Elandsgracht 27 or Utrechtsestraat 90

Fromagerie Abraham Kef

Abraham Kef cheese shops offer exclusive assortment of cheeses that changes with the seasons and with the best time for a particular cheese type. They focus on cheeses made by small producers from the Netherlands and France, especially the raw milk cheeses. Lots of storytelling and personal recommendations are involved when choosing the right cheese at this fromagerie.

Marnixstraat 192 or Czaar Peterstraat 137

Ten Katemarket

In case you are interested in buying good Dutch cheese, but want it to be affordable, then this local market in Amsterdam West will surprise you with its authenticity and great prices. Ten Katemarket has a couple of stalls with cheese where an older Dutch owner will tell you all about his product.

NeighbourFood Market

This is a very special market in Westergasfabriek, which doesn’t happen very often, but when it does, then all the local producers come together. Here you will have a great opportunity to combine cheese tasting with other locally produced delicious items.

Going out for cheese

True cheese fans won’t settle only for trying, buying and bringing home cheese, but they would want to have the whole dining experience with the good Dutch cheese. That would be perfectly possible and even recommended at Fondue & Fondue (Overtoom 415) and Café Bern (Nieuwmarkt 9). While most of the restaurants in Amsterdam will serve you a nice cheese plate or board, these two places will go further and indulge you into cheese fondue. Aside from this fancier options, don’t forget about local fast food spots where you should try kaassouffles- a very Dutch snack of deep fried cheese.
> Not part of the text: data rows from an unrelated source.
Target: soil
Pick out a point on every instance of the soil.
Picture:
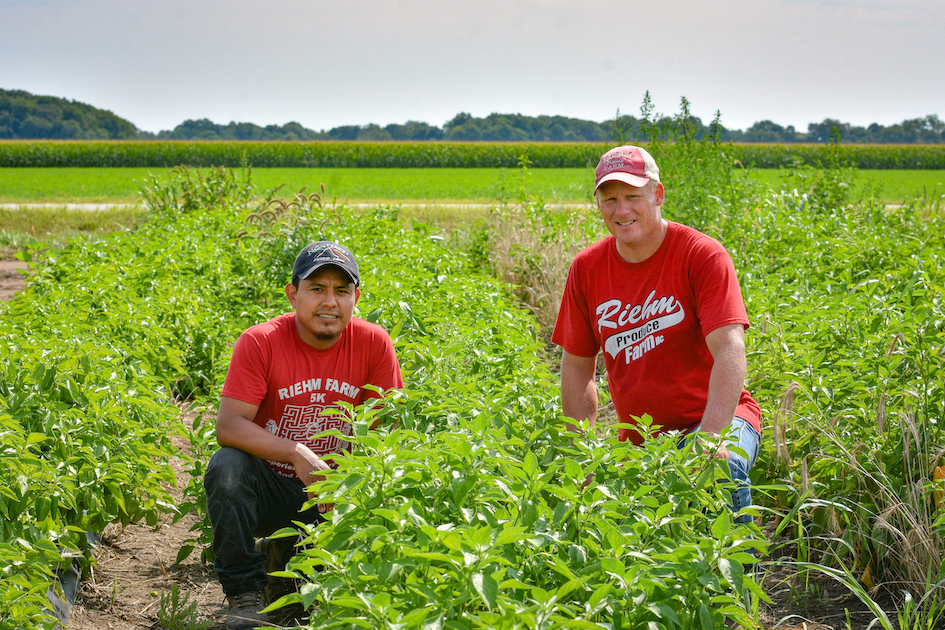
(11, 278)
(136, 565)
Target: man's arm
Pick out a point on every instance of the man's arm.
(236, 429)
(578, 388)
(727, 379)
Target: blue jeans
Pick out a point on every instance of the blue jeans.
(746, 438)
(245, 500)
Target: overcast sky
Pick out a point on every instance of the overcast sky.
(327, 63)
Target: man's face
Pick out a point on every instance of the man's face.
(632, 215)
(324, 304)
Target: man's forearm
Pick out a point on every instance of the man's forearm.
(726, 381)
(578, 389)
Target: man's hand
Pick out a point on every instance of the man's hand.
(308, 467)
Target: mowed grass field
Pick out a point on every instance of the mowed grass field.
(480, 185)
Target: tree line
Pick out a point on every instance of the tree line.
(24, 115)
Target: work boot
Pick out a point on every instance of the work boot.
(278, 552)
(245, 610)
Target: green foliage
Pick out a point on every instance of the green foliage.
(92, 354)
(179, 613)
(23, 115)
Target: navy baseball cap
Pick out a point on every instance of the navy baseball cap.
(316, 255)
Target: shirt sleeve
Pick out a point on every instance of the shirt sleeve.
(718, 296)
(246, 377)
(385, 371)
(573, 328)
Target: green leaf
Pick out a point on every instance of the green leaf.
(486, 587)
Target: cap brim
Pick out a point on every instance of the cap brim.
(626, 178)
(317, 266)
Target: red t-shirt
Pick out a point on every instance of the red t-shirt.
(651, 319)
(294, 384)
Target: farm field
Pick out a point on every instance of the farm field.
(482, 185)
(468, 511)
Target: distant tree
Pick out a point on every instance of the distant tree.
(764, 131)
(822, 131)
(412, 130)
(27, 116)
(346, 132)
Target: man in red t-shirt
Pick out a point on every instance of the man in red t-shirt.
(283, 388)
(663, 302)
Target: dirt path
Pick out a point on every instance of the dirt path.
(11, 278)
(136, 566)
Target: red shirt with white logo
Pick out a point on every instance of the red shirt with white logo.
(298, 387)
(651, 319)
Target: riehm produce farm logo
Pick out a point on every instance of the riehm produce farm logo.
(649, 320)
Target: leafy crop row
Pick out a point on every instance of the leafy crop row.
(416, 154)
(466, 510)
(92, 356)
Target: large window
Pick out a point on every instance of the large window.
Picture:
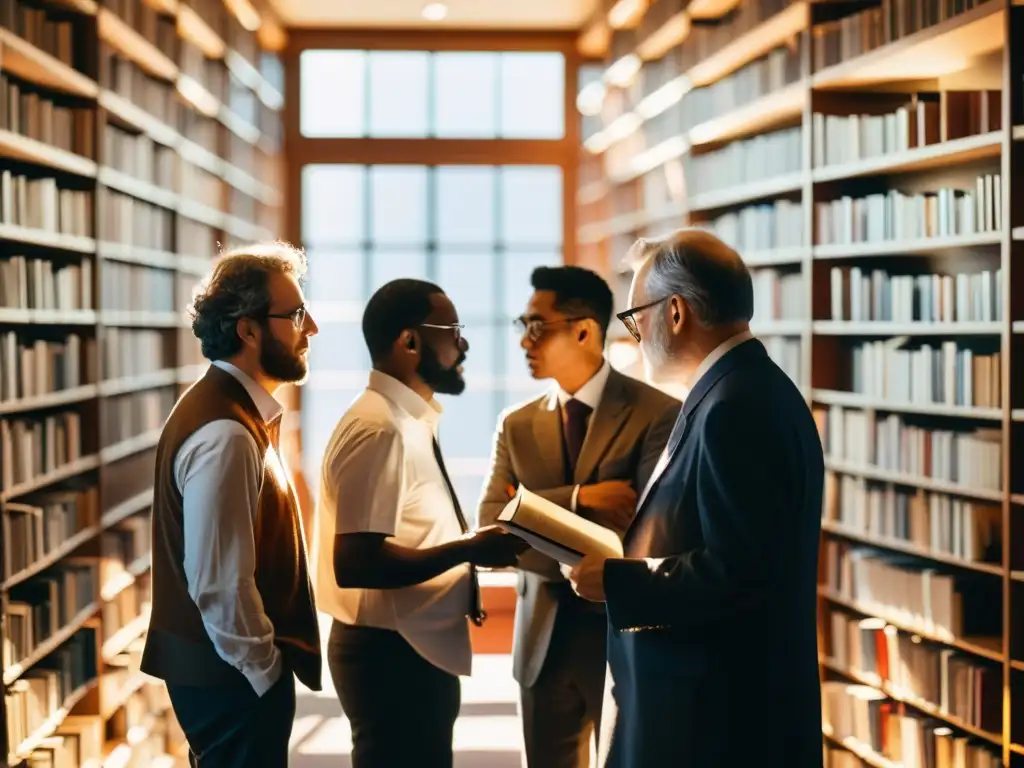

Biggest cheese markets in the Netherlands

If you want to extend your cheese experience in Holland and get the highest level of cheese knowledge, then hop on a train and explore the biggest Dutch cheese markets of Alkmaar, Edam and Gouda. Alkmaar hosts a very unique old cheese market with all the traditions of trade being followed from April to September. Visitors can enjoy a folkloric spectacle of cheese weighing, cheese carriers performing their duty and cheese sellers advertising their product. In addition to this spectacular show, Alkmaar opens its doors to The Dutch Cheese Museum, where you can learn everything about this delicious product and how it has been serving the country for centuries.

The  Edam cheese market features summer reenactments of the Middle Ages, when cheese was delivered to the main square by horse-drawn vehicle or boat and then weighing and sampling started. It is also quite an experience and leaves you with way more impressions than a regular market would.

If you are into Dutch cheese, you just cannot miss the Gouda cheese market, as the cheese type of the same name accounts for more than 60% of cheese production in the Netherlands. It is an authentic market, where local farmers sell their best cheeses and where the cheese weighing house offers some fun entertainment. They will even weigh you using cheese as a measure of weight.